Illegalità al lavoro per un lombardo su 4
Un lombardo su quattro è venuto a conoscenza di "fatti di illegalità nel mio abito lavorativo". Per il 6,59% si tratta di "atti generalmente riconducibili al fenomeno mafioso" come intimidazioni, minacce e violenze. Le infiltrazioni mafiose nei luoghi di lavoro lombardi sono state scandagliate, per la prima volta, da un questionario distribuito dalla Cgil nell’ambito della ricerca condotta dall’osservatorio Cross della Statale. Hanno risposto ai 22 quesiti in 18.733, tra lavoratori, disoccupati e pensionati (il 26% residenti nella Città metropolitana di Milano). E il quadro che emerge è allarmante.

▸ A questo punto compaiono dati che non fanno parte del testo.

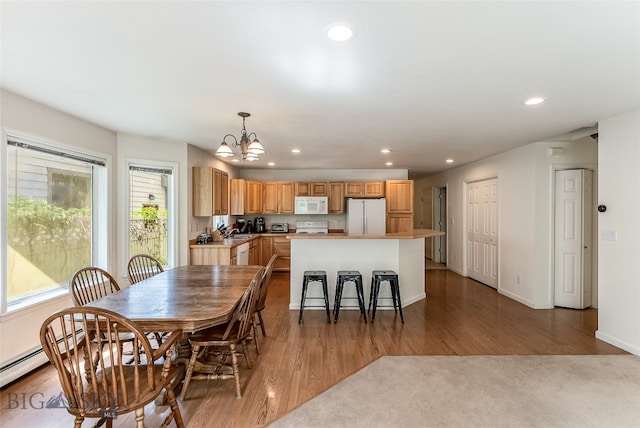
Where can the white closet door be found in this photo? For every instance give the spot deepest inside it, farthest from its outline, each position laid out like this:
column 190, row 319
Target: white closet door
column 482, row 231
column 572, row 244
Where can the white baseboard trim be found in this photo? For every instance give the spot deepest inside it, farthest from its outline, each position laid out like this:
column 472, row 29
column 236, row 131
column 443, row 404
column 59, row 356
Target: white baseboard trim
column 617, row 343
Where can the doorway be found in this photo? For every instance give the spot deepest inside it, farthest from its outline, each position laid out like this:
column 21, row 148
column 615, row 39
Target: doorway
column 573, row 238
column 482, row 231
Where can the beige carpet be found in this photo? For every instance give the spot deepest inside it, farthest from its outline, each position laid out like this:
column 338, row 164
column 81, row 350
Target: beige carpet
column 481, row 391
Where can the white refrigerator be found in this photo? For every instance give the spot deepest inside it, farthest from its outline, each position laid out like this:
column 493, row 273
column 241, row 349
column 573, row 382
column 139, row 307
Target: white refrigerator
column 366, row 216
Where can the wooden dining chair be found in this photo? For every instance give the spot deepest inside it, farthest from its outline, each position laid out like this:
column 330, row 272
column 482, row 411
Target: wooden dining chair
column 143, row 266
column 106, row 387
column 92, row 283
column 223, row 339
column 261, row 302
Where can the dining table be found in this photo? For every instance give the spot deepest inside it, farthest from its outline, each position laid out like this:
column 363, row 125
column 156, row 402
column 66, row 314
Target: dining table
column 187, row 298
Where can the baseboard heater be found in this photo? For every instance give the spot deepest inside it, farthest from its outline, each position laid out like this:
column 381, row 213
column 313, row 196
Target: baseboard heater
column 22, row 365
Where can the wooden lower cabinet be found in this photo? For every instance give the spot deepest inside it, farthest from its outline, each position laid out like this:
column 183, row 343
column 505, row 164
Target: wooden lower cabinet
column 254, row 252
column 212, row 256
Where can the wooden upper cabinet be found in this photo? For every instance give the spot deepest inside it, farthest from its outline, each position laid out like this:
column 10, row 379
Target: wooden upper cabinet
column 302, row 188
column 399, row 196
column 364, row 189
column 336, row 198
column 210, row 192
column 313, row 188
column 277, row 197
column 253, row 198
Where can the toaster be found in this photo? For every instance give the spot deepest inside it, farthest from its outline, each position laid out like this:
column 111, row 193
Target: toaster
column 280, row 228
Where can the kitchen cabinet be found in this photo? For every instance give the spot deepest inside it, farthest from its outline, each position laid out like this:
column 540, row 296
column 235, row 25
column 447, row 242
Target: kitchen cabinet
column 203, row 255
column 280, row 246
column 209, row 192
column 224, row 254
column 399, row 205
column 246, row 197
column 364, row 189
column 254, row 252
column 277, row 197
column 319, row 188
column 336, row 198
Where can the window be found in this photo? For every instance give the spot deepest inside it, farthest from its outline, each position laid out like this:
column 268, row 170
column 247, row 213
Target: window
column 151, row 222
column 52, row 220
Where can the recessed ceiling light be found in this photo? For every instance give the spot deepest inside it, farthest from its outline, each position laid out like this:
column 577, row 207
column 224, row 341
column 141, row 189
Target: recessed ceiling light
column 340, row 32
column 533, row 101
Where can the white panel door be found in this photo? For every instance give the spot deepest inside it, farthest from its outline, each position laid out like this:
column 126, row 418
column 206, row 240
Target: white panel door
column 482, row 231
column 572, row 243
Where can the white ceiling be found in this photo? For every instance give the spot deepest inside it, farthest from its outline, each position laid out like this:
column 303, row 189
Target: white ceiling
column 428, row 80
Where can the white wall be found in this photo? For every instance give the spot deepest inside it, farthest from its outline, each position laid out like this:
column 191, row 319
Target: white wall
column 19, row 331
column 525, row 183
column 619, row 180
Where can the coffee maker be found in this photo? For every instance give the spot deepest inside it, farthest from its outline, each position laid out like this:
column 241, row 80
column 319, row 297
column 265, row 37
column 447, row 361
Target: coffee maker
column 259, row 224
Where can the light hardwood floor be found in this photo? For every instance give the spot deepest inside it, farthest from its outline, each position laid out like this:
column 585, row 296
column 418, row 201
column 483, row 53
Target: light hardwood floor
column 459, row 317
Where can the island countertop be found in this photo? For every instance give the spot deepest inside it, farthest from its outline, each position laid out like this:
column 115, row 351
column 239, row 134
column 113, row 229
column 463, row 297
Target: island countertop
column 415, row 233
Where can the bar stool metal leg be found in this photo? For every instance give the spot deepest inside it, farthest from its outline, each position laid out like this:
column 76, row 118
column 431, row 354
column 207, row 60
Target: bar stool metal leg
column 356, row 278
column 315, row 276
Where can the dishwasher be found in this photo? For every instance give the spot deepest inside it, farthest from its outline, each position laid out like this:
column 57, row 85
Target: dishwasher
column 242, row 254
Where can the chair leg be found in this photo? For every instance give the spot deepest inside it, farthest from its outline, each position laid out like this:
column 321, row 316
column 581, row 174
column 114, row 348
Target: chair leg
column 192, row 364
column 264, row 333
column 175, row 409
column 236, row 371
column 140, row 417
column 255, row 333
column 245, row 350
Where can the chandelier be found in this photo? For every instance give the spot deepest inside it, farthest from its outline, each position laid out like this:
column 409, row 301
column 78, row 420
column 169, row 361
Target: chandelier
column 250, row 150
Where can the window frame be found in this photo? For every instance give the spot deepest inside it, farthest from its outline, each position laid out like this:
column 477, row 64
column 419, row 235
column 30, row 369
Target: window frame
column 99, row 220
column 172, row 206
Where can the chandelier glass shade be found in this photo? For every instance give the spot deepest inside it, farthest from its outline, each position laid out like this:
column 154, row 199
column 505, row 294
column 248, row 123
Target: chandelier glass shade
column 250, row 147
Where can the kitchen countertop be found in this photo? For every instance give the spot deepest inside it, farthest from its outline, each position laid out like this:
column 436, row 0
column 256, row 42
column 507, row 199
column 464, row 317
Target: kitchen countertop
column 230, row 243
column 415, row 233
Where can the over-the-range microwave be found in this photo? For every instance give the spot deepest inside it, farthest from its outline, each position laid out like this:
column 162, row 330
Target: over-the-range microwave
column 312, row 205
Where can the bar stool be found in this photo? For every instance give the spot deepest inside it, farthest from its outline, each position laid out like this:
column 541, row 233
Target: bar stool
column 349, row 276
column 377, row 277
column 314, row 276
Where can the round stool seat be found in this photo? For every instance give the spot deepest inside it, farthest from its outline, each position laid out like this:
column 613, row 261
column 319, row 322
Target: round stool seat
column 314, row 276
column 349, row 276
column 377, row 278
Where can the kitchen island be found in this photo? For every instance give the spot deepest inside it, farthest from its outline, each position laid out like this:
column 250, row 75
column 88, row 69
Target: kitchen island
column 400, row 252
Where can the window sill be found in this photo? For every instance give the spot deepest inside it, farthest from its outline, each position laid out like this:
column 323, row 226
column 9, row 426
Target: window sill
column 35, row 301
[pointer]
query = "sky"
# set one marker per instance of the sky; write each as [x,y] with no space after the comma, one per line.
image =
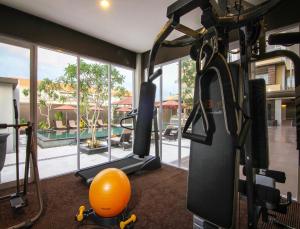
[15,62]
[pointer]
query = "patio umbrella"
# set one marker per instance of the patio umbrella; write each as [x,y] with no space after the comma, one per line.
[124,109]
[124,101]
[65,108]
[170,104]
[96,108]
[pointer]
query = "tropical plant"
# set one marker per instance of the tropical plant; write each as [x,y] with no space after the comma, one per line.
[43,125]
[188,82]
[58,116]
[48,94]
[93,90]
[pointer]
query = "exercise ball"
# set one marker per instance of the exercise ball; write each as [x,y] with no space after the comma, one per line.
[109,192]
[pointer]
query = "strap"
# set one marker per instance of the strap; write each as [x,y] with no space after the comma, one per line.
[194,116]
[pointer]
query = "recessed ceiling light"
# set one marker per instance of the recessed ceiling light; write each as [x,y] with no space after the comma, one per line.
[104,4]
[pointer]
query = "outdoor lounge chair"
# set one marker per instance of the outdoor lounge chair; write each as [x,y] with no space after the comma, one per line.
[72,124]
[123,140]
[91,124]
[59,125]
[170,133]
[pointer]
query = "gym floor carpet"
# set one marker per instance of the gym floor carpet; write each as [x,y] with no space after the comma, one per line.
[158,200]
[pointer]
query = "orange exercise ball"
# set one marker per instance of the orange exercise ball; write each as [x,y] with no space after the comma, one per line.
[109,192]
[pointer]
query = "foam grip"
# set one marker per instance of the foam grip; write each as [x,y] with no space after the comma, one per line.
[3,126]
[142,133]
[80,216]
[132,219]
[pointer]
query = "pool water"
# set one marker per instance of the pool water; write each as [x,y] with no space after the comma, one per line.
[72,133]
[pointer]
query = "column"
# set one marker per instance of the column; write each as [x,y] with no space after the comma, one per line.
[278,103]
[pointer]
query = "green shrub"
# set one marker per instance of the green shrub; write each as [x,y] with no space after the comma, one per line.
[43,125]
[58,116]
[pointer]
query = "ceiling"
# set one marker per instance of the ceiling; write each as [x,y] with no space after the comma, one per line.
[131,24]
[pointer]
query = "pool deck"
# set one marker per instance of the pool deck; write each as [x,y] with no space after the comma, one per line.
[61,160]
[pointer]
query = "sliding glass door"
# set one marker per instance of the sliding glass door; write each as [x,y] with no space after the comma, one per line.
[15,81]
[93,103]
[56,114]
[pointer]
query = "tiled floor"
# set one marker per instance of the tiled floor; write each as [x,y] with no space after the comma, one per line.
[61,160]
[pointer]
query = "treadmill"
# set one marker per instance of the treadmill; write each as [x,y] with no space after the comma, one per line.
[140,158]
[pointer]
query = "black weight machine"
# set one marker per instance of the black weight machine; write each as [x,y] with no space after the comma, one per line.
[18,200]
[228,119]
[140,158]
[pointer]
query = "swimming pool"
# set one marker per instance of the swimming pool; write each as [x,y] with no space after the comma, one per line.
[55,138]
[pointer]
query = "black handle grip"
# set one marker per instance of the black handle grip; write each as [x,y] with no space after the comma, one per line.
[16,109]
[3,126]
[284,38]
[156,74]
[123,119]
[195,137]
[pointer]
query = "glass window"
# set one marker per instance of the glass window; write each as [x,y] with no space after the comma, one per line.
[57,105]
[93,112]
[122,104]
[14,84]
[170,118]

Considerando il 24,29% del campione che si è detto testimone, diretto o indiretto, di "illegalità" nel proprio ambito lavorativo, il 7,42% segnala "pratiche corruttive di funzionari pubblici e/o dirigenti dell’azienda". Per il 2,38% la presenza di soci occulti è un pesante sospetto, con la conseguente consapevolezza di lavorare per un’impresa controllata di fatto da organizzazioni criminali. Poi c’è il corollario di reati e violazioni delle norme che tutelano i lavoratori: caporalato e "forme di sfruttamento equiparabili" (4,71%), mancato rispetto dei contratti (7,64%), mancato rispetto delle norme fiscali o contributive (7,65%). Dati che fotografano la presenza capillare dei clan nel sistema economico, e sono una base per futuri studi e rilevazioni. "Il sapere dell’università e il sapere del sindacato si sono incontrati – sottolinea Nando dalla Chiesa – saldandosi con le rispettive forme di impegno civile".